Termos em que deverá ser negado provimento ao presente recurso, com todas as consequências legais.

… …

 Por acórdão em conferência o Tribunal da Relação indeferiu a retificação requerida pela autora no sentido de a condenação da ré ser no valor de 211,58 € por mês e não de €105,79 e pronunciou-se sobre as nulidades arguidas pela ré.

… …

Fundamentação

Está julgada como provada a seguinte matéria de facto:

“A. Mostra-se registada a aquisição por compra a favor da A. do prédio urbano descrito na ... Conservatória do Registo Predial ... sob o n.º ...16 e inscrito na matriz predial respetiva sob o artigo 398 da freguesia ... e ..., pela AP.  69 de 1999/03/16, convertida em definitiva pelo averbamento da AP. 8 de 1999/06/18, cfr.  certidão do registo predial junta com a petição inicial e cujo conteúdo se dá por integralmente por reproduzido para todos os efeitos legais.

B. Por escritura pública datada de 10 de Janeiro de 1984, outorgado por CC, na qualidade de procuradora de DD e EE, e por BB,  casado, aquela declarou dar de arrendamento a este o prédio referido em A), pelo prazo  de um  ano, com início no dia 1 de Janeiro de 1984, mediante a renda de 6 000$00 por mês, destinando-se o local arrendado ao exercício de centro médico e enfermagem, cfr. documento  2 junto com a petição inicial e cujo conteúdo se dá por integralmente por reproduzido para  todos os efeitos legais,

C. A renda mensal da loja é atualmente € 105,79.

D. BB faleceu no dia ... de julho de 2019, no estado de casado com a R.

E. BB e a R. contraíram matrimónio no dia ... de agosto de 1976, sem convenção antenupcial.

F. Por meio de carta datada de 05/10/19, a Ré, na qualidade de esposa e cabeça- de casal da herança aberta por óbito de BB, comunicou a pretensão de continuar a explorar no imóvel arrendado o referido cento médico e de  enfermagem, o que fazia desde sempre em comum e em conjunto com o seu falecido marido,  cfr. documento n.º 5 junto com a petição inicial e cujo conteúdo se dá por integralmente  reproduzido para todos os efeitos legais.

G. A A. respondeu por meio de cartada datada de 25/11/2019, nos termos seguintes:

Por carta datada de 05/10/19, V. Exas., informou pretender continuar a atividade exercida pelo marido, no arrendado, alegando que a exercia conjuntamente com aquele.
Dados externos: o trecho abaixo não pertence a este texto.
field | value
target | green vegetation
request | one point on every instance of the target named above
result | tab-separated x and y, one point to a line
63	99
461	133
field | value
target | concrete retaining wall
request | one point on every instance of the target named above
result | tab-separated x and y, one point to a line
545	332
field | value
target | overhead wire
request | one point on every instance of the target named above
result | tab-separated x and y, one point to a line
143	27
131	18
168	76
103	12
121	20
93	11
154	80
Sem que, no entanto, fizesse qualquer demonstração do pretendido exercício, comum, da atividade de enfermagem.

Assim, por cautela, por carta datada de 16/10/19, insistimos na omissa certidão de óbito e, para prova do pretendido direito à continuação do arrendamento, a disponibilização:

a) De cópia da habilitação de Herdeiros;

b) De documento autêntico e idóneo, comprovativo da pretendida exploração conjunta, com a cabeça de casal, há mais de três anos;

Por carta datada de 23/10/19, remeteu-nos i) cópia da certidão de óbito, ii) cópia da escritura de habilitação de herdeiros, de 11/10/19 e declaração de IRS relativa ao ano de 2018.

Mas desta resulta, diferentemente, que o casal optou pela tributação conjunta, em sede de IRS, provindo, no entanto, os rendimentos por si obtidos do exercício da atividade respeitante ao nif. ..., a saber, a sociedade comercial com a firma V..., Lda, sita a Rua ..., ...; como já era, aliás, do n/ conhecimento.
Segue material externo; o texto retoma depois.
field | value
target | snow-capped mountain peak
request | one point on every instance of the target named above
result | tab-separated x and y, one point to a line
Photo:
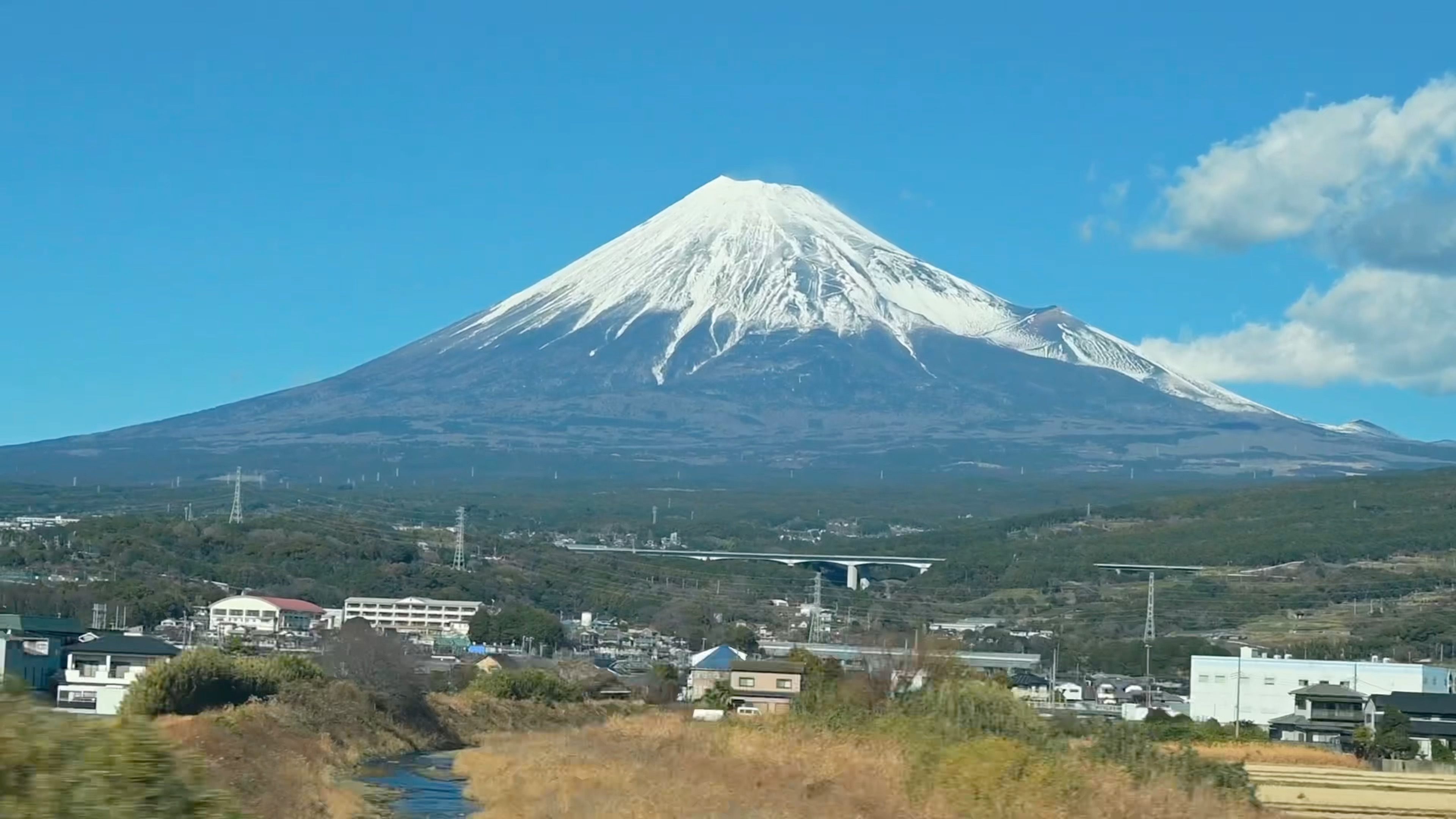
743	259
Mais ali constando que os rendimentos auferidos pela atividade de enfermagem-código 5010 – o foram exclusivamente pelo titular do n.º de contribuinte ...; ou seja, o falecido BB.

Ainda assim, a declaração respeita apenas ao ano de 2018; quando, para efeitos do disposto no invocado artigo 58º, n.º 2 da lei n.º 6/2016, era exigível que essa – pretendida - atividade conjunta, durasse há mais de três anos.

Ou seja, não só resultou indemonstrado o requisito legal para a pretendida transmissão do arrendamento, como, essa ausência, era do v/ conhecimento.

Pelo que é, assim, abusivamente, que se mantém no arrendado, desde o óbito do Sr.  BB.

Vimos, assim, pela presente, declarar que consideramos então o arrendamento em  epígrafe extinto, desde 14/07/2019 por óbito do arrendatário, BB, ao abrigo do disposto no artigo 58º, n.º 1, da lei n.º 6/2006, exigindo-lhe, por isso, a  imediata entrega do locado, livre e devoluto de pessoas e bens, ao abrigo do artigo 1081º, n.º  1 do CC; com as devidas consequências legais, em caso de manutenção – indevida no  arrendado - cfr. documento 8 junto com a petição inicial e cujo conteúdo se dá por integralmente reproduzido para todos os efeitos legais.

H. Mostra-se inscrita na Conservatória do Registo Comercial ... a sociedade por quotas com a firma V..., Lda, com sede na Rua ..., ..., da freguesia ... e ..., ... e ..., com  o objeto de comércio e indústria vidreira pela OF ...09, cfr. certidão do registo comercial junta com o req. datado de 18/11/2020, cujo conteúdo se dá por integralmente reproduzido para todos os efeitos legais.

I. A gerência estava atribuída a BB, designado em 1999-06-29, e à R.

J. Desde 1984 que a Ré sempre teve uma função de administrativa, nomeadamente procede à conferência da receção do material, procede aos pagamentos periódicos, como renda, luz, segurança social, salário da trabalhadora, impostos e seguros, dá orientações e instruções à trabalhadora, organiza do horário de trabalho, bem como as férias do pessoal; recolhe o movimento diário no final do expediente e efetua o consequente depósito em conta bancária.

K. O que fazia com o conhecimento quer de utentes, quer de empregados e profissionais de saúde que exercem a sua prática no espaço arrendado.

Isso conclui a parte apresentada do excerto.